WENATCHEE — Kris Bassett doesn't just support the effort to save old buildings. She lives it.

"I live in a house built in 1926 and I would not trade it for a new house for anything," she said. "My husband’s firm (Forte Architects) resides in the original Hudson car dealership (the former Wood-n-Things store), readapting it to his architectural business while enjoying all the brick, timbered ceiling and uniqueness of the space. Preservation is my passion. It's what I believe in."

For years it was part of her day job, as the city of Wenatchee's historic preservation officer. She was instrumental in introducing neighborhood historic districts to the city and encouraging downtown commercial structure renovations. She helped develop the downtown historical walking tour, with the placards detailing building histories.

After retiring she has continued to work as a consultant and serve on committees including the Wells House Committee, charged with preserving the historic building on the Wenatchee Valley College campus.

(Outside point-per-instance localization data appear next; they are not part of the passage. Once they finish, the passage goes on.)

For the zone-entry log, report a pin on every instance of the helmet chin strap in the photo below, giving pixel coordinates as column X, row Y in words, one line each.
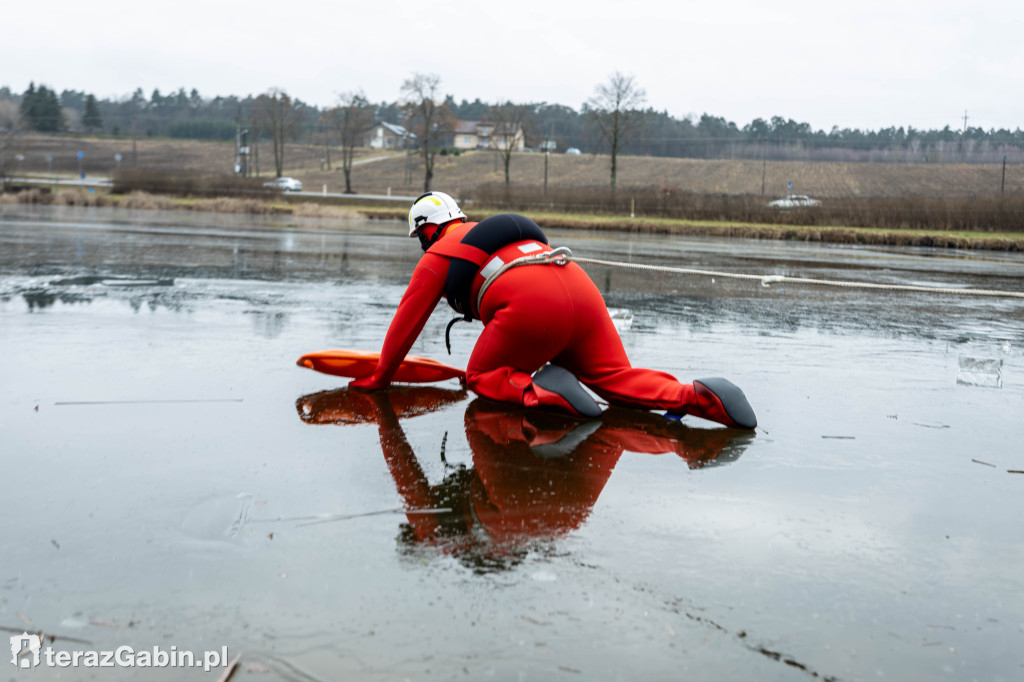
column 427, row 242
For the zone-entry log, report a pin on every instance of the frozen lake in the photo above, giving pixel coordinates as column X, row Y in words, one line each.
column 171, row 477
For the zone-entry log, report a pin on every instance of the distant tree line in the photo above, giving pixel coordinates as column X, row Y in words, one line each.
column 188, row 115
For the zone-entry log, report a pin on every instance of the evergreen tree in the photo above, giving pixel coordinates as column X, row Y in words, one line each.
column 41, row 109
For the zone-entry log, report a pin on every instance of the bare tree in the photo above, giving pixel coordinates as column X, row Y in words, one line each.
column 276, row 116
column 431, row 122
column 510, row 122
column 350, row 119
column 614, row 109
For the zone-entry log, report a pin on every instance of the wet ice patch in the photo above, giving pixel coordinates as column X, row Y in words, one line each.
column 980, row 372
column 218, row 518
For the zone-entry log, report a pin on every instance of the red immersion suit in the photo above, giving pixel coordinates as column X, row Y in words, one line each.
column 532, row 314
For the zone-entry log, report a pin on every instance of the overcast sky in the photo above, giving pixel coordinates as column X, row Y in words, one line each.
column 865, row 65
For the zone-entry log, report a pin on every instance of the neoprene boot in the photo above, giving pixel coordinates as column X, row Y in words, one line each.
column 556, row 387
column 719, row 400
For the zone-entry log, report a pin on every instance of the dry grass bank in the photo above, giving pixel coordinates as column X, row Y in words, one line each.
column 460, row 175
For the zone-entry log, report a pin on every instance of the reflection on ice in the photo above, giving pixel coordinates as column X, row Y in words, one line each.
column 535, row 476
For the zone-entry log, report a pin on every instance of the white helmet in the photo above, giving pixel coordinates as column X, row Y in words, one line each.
column 435, row 208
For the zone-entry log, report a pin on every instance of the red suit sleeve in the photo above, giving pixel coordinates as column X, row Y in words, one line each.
column 425, row 288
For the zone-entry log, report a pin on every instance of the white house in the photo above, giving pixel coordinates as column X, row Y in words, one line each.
column 384, row 135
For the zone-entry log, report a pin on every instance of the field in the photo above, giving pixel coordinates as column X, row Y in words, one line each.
column 460, row 175
column 968, row 206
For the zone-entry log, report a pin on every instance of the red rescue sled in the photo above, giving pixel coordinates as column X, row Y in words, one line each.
column 359, row 364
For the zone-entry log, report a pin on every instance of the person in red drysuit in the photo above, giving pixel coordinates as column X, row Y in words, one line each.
column 532, row 315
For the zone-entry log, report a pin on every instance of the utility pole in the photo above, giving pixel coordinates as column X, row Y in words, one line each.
column 964, row 136
column 764, row 164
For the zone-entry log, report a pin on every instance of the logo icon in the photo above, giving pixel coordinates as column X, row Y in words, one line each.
column 18, row 645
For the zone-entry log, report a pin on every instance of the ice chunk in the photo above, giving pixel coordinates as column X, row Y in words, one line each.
column 980, row 372
column 621, row 317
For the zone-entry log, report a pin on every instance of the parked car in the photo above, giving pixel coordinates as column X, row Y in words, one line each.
column 284, row 184
column 795, row 201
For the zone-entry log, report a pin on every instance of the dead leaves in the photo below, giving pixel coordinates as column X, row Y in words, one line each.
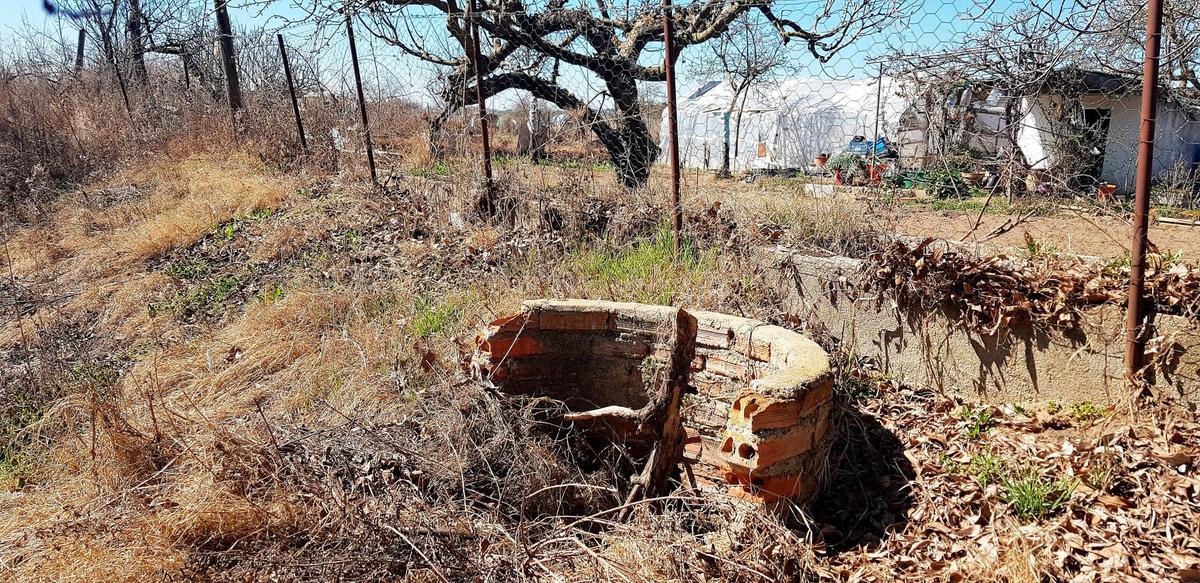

Wenatchee’s historic buildings remain a source of inspiration and focus.

Most recently, she has weighed in on the fate of the Horan House and why it should not be demolished. It’s not just about the wood, brick, cobblestones and architecture.

“Historic structures, both commercial and residential, are the reflective qualities of that community’s history, its development, its people,” she said. “If we don’t remember who we have been, how will we know where we are going?”

It’s also good for business.

“The benefits of historic preservation are numerous and include both tangible (financial) and intangible (quality of life) benefits that are difficult to measure but very real,” said Kim Gant of the state Department of Archaeology and Historic Preservation. “We don’t have data on intangible benefits, but we do have data on economic benefits from our 2006 study.”

The study summary shows the average annual investment of $83.5 million spent statewide on historic preservation generated $221 million in sales, supported 2,320 jobs in a variety of sectors and paid $87 million in wages and salaries. All of that generated about $8.9 million in state taxes, plus local sales tax revenues.

Bassett offers a "for instance."

“People are attracted to shop at unique places. They remember a building and what they see at the front door often more so than what is inside,” she said. “Most every building we have downtown that was restored is occupied. Many of the stores that have been empty are not restored, or not fully restored.”

The Metropolitan Building, formerly known as the Doré Building, at the corner of Second Street and North Wenatchee Avenue, is a good example, she said. It is now home to the Wenatchee Valley Chamber of Commerce and Spruce and Willow Home, a decor and consignment store, with Goodfellow Bros offices on the second floor.

“That second floor was vacant for decades,” she said. “It’s now fully occupied and those businesses and their employees not only attract visitors, they use restaurants, shops, parks and entertainment nearby.”

She also is pleased to see the renovation of the 20,000-square-foot Conrad Rose Mansion at 21 S. Chelan Ave. built in 1906 by fruit industry pioneer Conrad Rose. It more recently was the Jones & Jones Funeral Home.

“The Conrad Rose home is a monumental home and we don’t have any others like it in the city. The history of that building alone is monumental — who Conrad Rose was and his influence and importance in this community,” she said. “The new owners are applauded for saving this important structure which becomes their new identity.”

The tourism impact is another point in favor of history, she said.

“It is well documented that historic communities, with intact architecture and historic sites are the No. 1 tourism draw worldwide,” she said. “Think about how many ads you see for touring Europe. Are they featuring modern buildings? No. They are showing all the wonderful historic buildings and sites that make their town, their state or country special and unique. That very important message is called having ‘a sense of place.’”

How far to push the effort varies with each community, Gant said.

“What is ‘worthwhile’ is a community decision,” she said. “The community has to weigh the positives and negatives, including whether or not there are resources to rehabilitate and/or maintain.”

Wenatchee is one of 82 cities in Washington with a local historic preservation program, which comes with review processes for buildings that are more than 50 years old. The program also allows cities to provide resources like tax programs to encourage preservation.

Ultimately it is the property owner’s decision whether to renovate an old building or demolish and start from scratch.

Bassett would like to see a bigger push for restoration. The tax breaks help with that effort, but it takes a commitment from the property owner.

“I believe it’s the advocacy piece that needs to be constantly enforced,” she said. “It’s convincing a property owner to do the right thing by restoring the building."